比較例を個別的にみると、比較例1、2、4及び6は、キサンタンガムを用いた場合であり、比較例3はカルボキシビニルポリマーを用いた場合、比較例5はカルボキシメチルセルロース(CMC)を用いた場合、比較例7及び8は酸化セルロースが本発明の含有量の範囲外となる場合であり、比較例9は酸化セルロースが本発明の含有量の範囲内であっても極限粘度値が本発明の範囲外となる場合であり、これらの場合は、経時筆記性、顔料沈降性、描線品位の何れかについて満足のいく結果が得られないことが判った。
【0046】
(試験例1)
本発明(実施例1〜5)で用いた酸化セルロースと比較例1、2、4及び6で用いたキサンタンガムとの剪断速度と粘度の関係について試験をした。
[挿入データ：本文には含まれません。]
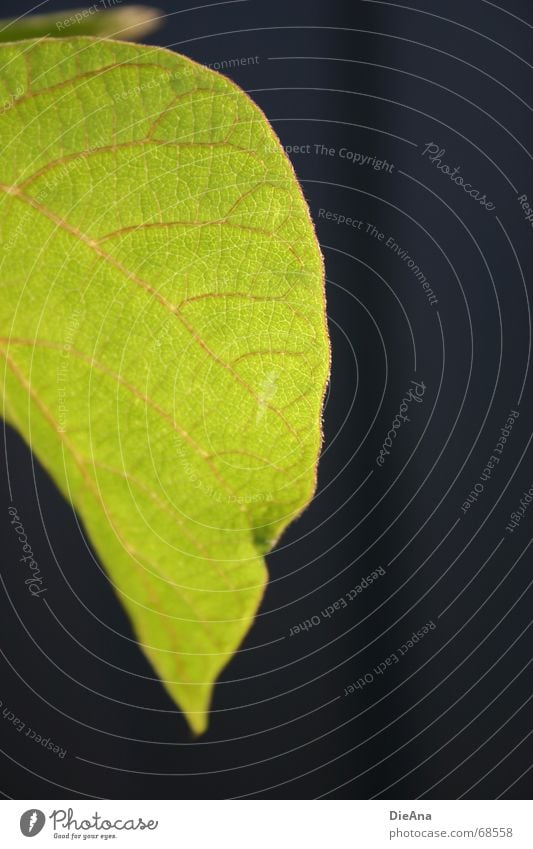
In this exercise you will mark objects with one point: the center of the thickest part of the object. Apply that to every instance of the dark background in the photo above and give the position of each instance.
(453, 718)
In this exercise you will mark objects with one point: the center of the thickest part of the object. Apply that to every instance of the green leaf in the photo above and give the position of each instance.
(162, 324)
(129, 22)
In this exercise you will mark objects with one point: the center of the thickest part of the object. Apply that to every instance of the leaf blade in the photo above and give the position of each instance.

すなわち、1%のキサンタンガム水溶液と0.5%の酸化セルロース分散液とを調製し、剪断速度3.83s
−1、38.3s
−1、383s
−1の時の粘度をEMD型粘度計(東機産業社製)を用いて測定した。これらの結果を
図1に示す。
図1の結果を見ると、酸化セルロース及びキサンタンガムともに、剪断速度の増加に伴い粘度が低下する擬塑性流動を示すものであるが、本発明の酸化セルロースは静置時には高い粘度を示すが、流動時には極端に粘度が低下する流動特性を示し、挙動変化が大きいことが判る。
【0047】
上記表1の結果及び
図1の結果を綜合的に考察すると、キサンタンガムのような従来の増粘・ゲル化剤と比較して、酸化セルロースを含有し、Cassonの式で導かれる極限粘度値が10mPa・s以下である筆記具用水性インク組成物は、低粘度でありながら粒子の保存安定性、経時筆記性および描線品位に優れることが判明した。